Para el momento de la fallida invasión a Bahía Cochinos, la cual Kennedy abiertamente aceptó haber apoyado, aún la cúpula revolucionaria no había adoptado el discurso radical del comunismo. Pero ante la guerra declarada por Estados Unidos luego del exilio de Batista, los soviéticos encontraron en Cuba el destino perfecto para cultivar la expansión del comunismo en el hemisferio occidental. Y fue durante la segunda mitad de la década de los sesenta cuando Castro adoptó un sistema político totalitario, similar al instaurado por los bolcheviques rusos.

El líder que había abierto los ojos de la humanidad contra la tiranía terminó convirtiéndose en el más radical dictador latinoamericano, obsesionado por las desmedidas facultades y el culto hacia su personalidad que la revolución había institucionalizado en todo Cuba. En ninguna otra nación americana un gobernante ha opacado tanto la institucionalidad estatal como Fidel Castro, a quien el poder transformó en todo lo que inicialmente había luchado por destruir.

El legado de Fidel en América Latina aún se percibe, a pesar de todo su anacronismo, y todavía es observado como un modelo a seguir por parte de gobiernos como los de Venezuela y Nicaragua. Sin embargo, su estrategia guerrillera trajo muchos más problemas al continente de los que pudo solucionar. La guerra insurgente que aún hoy se mantiene con fuerza en Colombia es una herencia directa del proyecto revolucionario de Castro y de algunos de sus promotores, incapaces de aceptar las estructurales contradicciones de la dictadura cubana.

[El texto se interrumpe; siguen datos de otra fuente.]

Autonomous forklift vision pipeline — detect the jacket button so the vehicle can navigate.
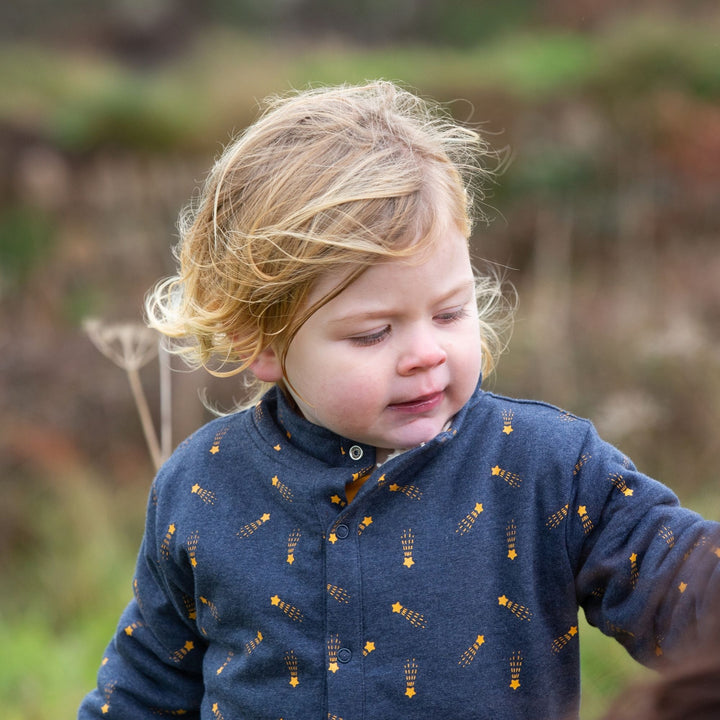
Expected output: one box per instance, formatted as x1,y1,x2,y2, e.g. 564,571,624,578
335,524,350,539
349,445,363,461
337,647,352,663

Si tuviera que escoger, me quedaría con la memoria del soñador y revolucionario Fidel, capaz de derrocar una atroz dictadura y de poner en jaque el poder hegemónico norteamericano durante la Guerra Fría. Pero a modo de paradoja, Castro terminó convertido en un tirano, corrompido por el poder desmedido que obtuvo con el triunfo de la revolución. Luego de su muerte y lejos del fanatismo que su figura representa, tendrá una cita permanente con la historia, que revisará con objetividad sus logros, sus virtudes y sus excesos.

El personalismo y el endiosamiento de los líderes jamás liberará a una nación, solo la dejará en manos de un nuevo tirano.